The handful of U.S. hospitals that have treated Ebola patients have discovered that doing so can be costly, requiring around-the-clock care involving scores of nurses and other health workers. That would be a big challenge for many hospitals, where staffing is often stretched thin.
Adding to the burden is the widespread media attention that accompanies treating an Ebola patient and the potential loss of revenue if other patients steer clear of the facility. There is also the constant worry that a mistake could result in employees’ becoming infected...

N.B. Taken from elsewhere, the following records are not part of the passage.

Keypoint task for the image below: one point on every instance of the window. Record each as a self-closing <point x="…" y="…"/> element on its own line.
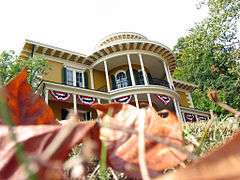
<point x="140" y="77"/>
<point x="79" y="80"/>
<point x="74" y="77"/>
<point x="69" y="77"/>
<point x="121" y="79"/>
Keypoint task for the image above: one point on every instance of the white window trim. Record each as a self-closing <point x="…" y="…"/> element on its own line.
<point x="140" y="70"/>
<point x="116" y="73"/>
<point x="74" y="75"/>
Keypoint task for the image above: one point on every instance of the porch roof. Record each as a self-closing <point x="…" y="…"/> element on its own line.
<point x="141" y="45"/>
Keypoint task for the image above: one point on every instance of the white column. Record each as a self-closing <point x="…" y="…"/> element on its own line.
<point x="74" y="103"/>
<point x="74" y="78"/>
<point x="136" y="100"/>
<point x="169" y="78"/>
<point x="149" y="100"/>
<point x="143" y="70"/>
<point x="190" y="99"/>
<point x="106" y="75"/>
<point x="83" y="80"/>
<point x="91" y="78"/>
<point x="130" y="70"/>
<point x="46" y="96"/>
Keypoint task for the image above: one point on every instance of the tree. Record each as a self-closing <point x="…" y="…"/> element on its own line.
<point x="207" y="55"/>
<point x="11" y="64"/>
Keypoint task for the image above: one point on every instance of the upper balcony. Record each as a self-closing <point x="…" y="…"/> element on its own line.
<point x="131" y="69"/>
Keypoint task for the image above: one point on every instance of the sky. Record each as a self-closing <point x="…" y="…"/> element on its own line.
<point x="78" y="25"/>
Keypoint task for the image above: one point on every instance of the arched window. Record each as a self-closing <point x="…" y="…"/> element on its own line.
<point x="121" y="79"/>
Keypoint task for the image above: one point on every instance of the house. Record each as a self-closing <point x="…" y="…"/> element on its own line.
<point x="125" y="67"/>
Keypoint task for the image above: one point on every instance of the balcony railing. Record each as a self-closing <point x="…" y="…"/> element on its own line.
<point x="161" y="82"/>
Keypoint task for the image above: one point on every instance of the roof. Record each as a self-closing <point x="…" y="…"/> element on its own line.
<point x="114" y="43"/>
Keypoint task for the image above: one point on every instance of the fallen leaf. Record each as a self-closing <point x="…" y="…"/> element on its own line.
<point x="123" y="147"/>
<point x="36" y="139"/>
<point x="25" y="107"/>
<point x="221" y="163"/>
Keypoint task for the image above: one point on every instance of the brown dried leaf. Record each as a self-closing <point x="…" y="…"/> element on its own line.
<point x="35" y="139"/>
<point x="222" y="163"/>
<point x="122" y="146"/>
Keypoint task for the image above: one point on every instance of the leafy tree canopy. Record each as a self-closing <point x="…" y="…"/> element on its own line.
<point x="11" y="64"/>
<point x="209" y="55"/>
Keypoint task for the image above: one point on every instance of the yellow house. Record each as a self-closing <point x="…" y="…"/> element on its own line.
<point x="126" y="68"/>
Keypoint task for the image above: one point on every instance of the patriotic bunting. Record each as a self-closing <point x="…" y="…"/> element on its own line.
<point x="164" y="99"/>
<point x="124" y="99"/>
<point x="189" y="117"/>
<point x="86" y="100"/>
<point x="60" y="95"/>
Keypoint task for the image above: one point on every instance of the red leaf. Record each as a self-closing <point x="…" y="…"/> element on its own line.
<point x="123" y="148"/>
<point x="26" y="107"/>
<point x="35" y="140"/>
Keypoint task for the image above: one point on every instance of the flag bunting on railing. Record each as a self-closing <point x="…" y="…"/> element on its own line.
<point x="63" y="96"/>
<point x="86" y="100"/>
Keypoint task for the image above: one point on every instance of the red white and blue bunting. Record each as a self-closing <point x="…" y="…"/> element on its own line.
<point x="202" y="118"/>
<point x="86" y="100"/>
<point x="164" y="99"/>
<point x="60" y="95"/>
<point x="124" y="99"/>
<point x="189" y="117"/>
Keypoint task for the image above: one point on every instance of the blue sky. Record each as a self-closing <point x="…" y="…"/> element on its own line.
<point x="78" y="25"/>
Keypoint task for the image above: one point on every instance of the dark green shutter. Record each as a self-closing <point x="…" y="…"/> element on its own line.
<point x="113" y="82"/>
<point x="136" y="76"/>
<point x="149" y="76"/>
<point x="86" y="79"/>
<point x="64" y="78"/>
<point x="129" y="78"/>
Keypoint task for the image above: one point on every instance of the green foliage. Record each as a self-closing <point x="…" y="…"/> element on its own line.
<point x="10" y="65"/>
<point x="206" y="55"/>
<point x="217" y="134"/>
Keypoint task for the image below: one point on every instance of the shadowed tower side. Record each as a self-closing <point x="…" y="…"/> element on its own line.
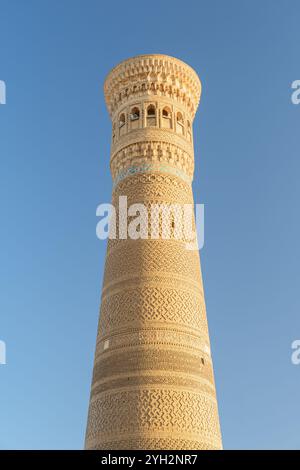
<point x="153" y="384"/>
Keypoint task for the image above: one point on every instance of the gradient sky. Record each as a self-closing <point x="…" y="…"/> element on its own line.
<point x="54" y="147"/>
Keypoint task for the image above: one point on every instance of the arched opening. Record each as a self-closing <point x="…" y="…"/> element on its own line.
<point x="179" y="123"/>
<point x="134" y="117"/>
<point x="122" y="127"/>
<point x="189" y="131"/>
<point x="166" y="118"/>
<point x="135" y="114"/>
<point x="151" y="115"/>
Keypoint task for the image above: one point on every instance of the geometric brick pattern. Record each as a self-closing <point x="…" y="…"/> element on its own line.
<point x="153" y="383"/>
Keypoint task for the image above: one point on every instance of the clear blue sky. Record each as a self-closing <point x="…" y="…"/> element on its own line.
<point x="54" y="148"/>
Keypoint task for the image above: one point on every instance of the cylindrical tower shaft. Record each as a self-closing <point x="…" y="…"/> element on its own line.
<point x="153" y="385"/>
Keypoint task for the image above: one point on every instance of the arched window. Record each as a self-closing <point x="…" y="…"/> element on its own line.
<point x="179" y="123"/>
<point x="122" y="120"/>
<point x="189" y="131"/>
<point x="122" y="127"/>
<point x="134" y="117"/>
<point x="151" y="110"/>
<point x="151" y="115"/>
<point x="135" y="114"/>
<point x="166" y="118"/>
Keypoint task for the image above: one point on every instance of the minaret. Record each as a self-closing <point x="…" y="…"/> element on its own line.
<point x="153" y="384"/>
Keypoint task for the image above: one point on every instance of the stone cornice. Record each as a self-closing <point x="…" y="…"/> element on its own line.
<point x="150" y="75"/>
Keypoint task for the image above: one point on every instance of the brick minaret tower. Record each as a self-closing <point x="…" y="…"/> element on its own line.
<point x="153" y="385"/>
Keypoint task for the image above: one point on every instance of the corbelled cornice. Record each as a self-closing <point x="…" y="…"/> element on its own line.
<point x="152" y="75"/>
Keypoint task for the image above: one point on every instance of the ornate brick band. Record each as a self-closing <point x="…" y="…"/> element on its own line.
<point x="153" y="385"/>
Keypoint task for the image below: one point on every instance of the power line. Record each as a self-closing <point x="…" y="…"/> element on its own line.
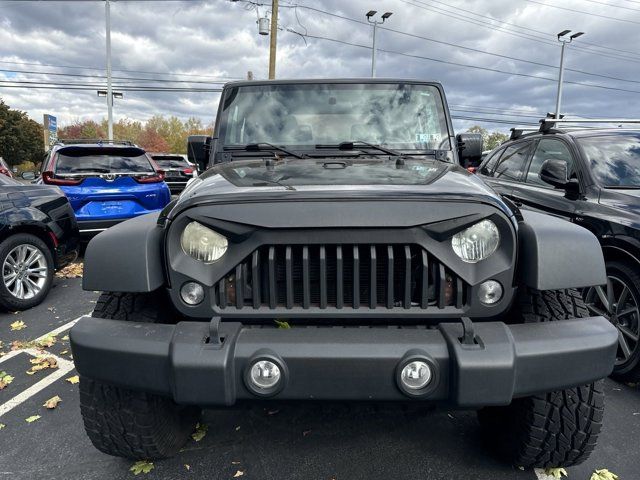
<point x="465" y="65"/>
<point x="543" y="38"/>
<point x="585" y="13"/>
<point x="442" y="42"/>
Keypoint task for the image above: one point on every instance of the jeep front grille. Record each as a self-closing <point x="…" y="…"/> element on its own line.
<point x="342" y="277"/>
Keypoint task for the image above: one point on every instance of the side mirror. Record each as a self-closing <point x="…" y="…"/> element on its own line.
<point x="555" y="171"/>
<point x="198" y="150"/>
<point x="469" y="148"/>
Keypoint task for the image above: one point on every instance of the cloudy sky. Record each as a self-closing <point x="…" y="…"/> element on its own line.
<point x="497" y="59"/>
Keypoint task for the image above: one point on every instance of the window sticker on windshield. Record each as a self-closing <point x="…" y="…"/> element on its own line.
<point x="428" y="137"/>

Most of the 10 Ebola cases in the United States were treated at three hospitals with biocontainment units — Nebraska Medical Center, Emory University Hospital and the clinical center at the National Institutes of Health in Maryland.
Those hospitals would be “overwhelmed by even a modest surge of 10 to 20 patients,” Bryce Gartland, vice president of operations for Emory University Hospital, said in a Nov. 7 letter to Congress in support of more federal funds...
From today's Hartford Courant:
A spokesman for Day Kimball Hospital in Putnam said that, although the hospital is capable of safely identifying, isolating and providing initial care for an Ebola patient, dealing with an Ebola patient in the long term would shut down the hospital because of the costs involved.